Il aurait pu ajouter « pour les autres ». Il avait soin en effet de reporter sur ses camarades la plus grande part du mérite qu’on lui attribuait.

Le souvenir de l’Exposition universelle de 1900 — qui fut une sorte de trêve au milieu des luttes politiques d’alors — est lié pour moi à la physionomie de Marchand. Il habitait, chez des amis, au fond d’une petite villa de l’avenue Malakoff et venait chaque jour donner un coup d’œil, sur la rive gauche, à des travaux de cartographie officielle, où sa compétence est grande, comme on pense.
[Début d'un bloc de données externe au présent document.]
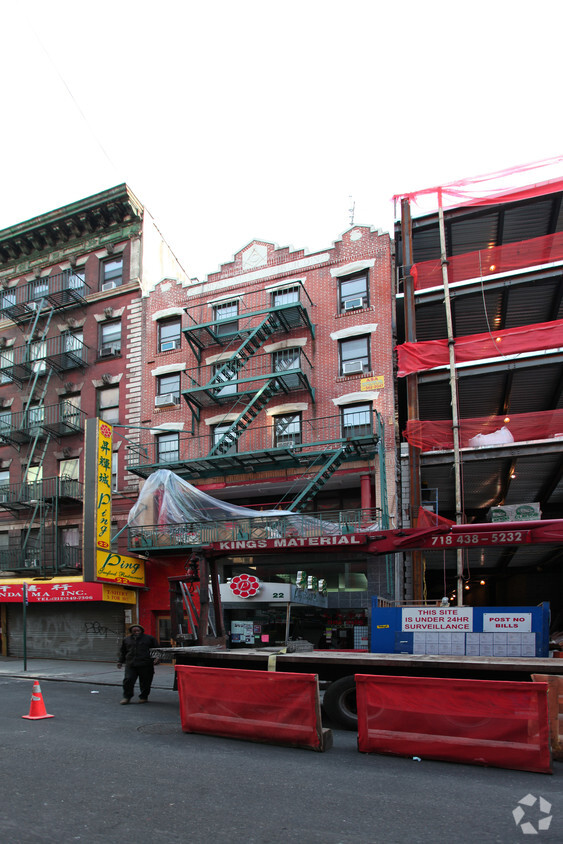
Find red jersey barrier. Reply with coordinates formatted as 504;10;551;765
175;665;332;751
356;675;551;774
532;674;563;760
Nous prenions rendez-vous pour dîner, en compagnie de Mariéton, de Mounet-Sully, de l’un ou de l’autre, dans un des nombreux restaurants français, étrangers, exotiques, qui ne manquaient pas à la grande kermesse. Combien je fus plaisanté pour avoir commandé, au restaurant chinois, un rôti de veau à l’oseille, à la place d’ailerons de requin ! Le restaurant provençal était un peu reculé et délaissé, dans la direction de la tour Eiffel ; cependant Pauloun y réclamait consciencieusement la bouillabaisse et l’agneau rôti, ainsi que la tarte à l’anchois. Le « roumain » nous vit souvent, de même que la « feria » espagnole, où il y avait des danses aussi remarquables qu’au Bourrero de Séville, mais où l’huile était réellement infecte. Le « russe », avec ses multiples zakouskis et ses eaux-de-vie de couleur, ne manquait pas d’attraits non plus. D’un commun accord « l’allemand » avait été rejeté à jamais, pour les motifs que l’on devine, bien qu’il fût de bon ton d’y aller boire un verre de vin du Rhin et d’y régler des additions exorbitantes. Mais nous nous fichions du bon ton. Ce qui nous plaisait, c’était le coudoiement d’une foule disparate et bruyante et aussi le spectacle de la Seine au jour tombant, par un beau soir d’été, avec ce campement de petites maisons bleues, blanches, roses et de palais dorés. Décor si vous voulez, mais charmant décor, aménagé par un commissaire général qui devait être un homme de goût.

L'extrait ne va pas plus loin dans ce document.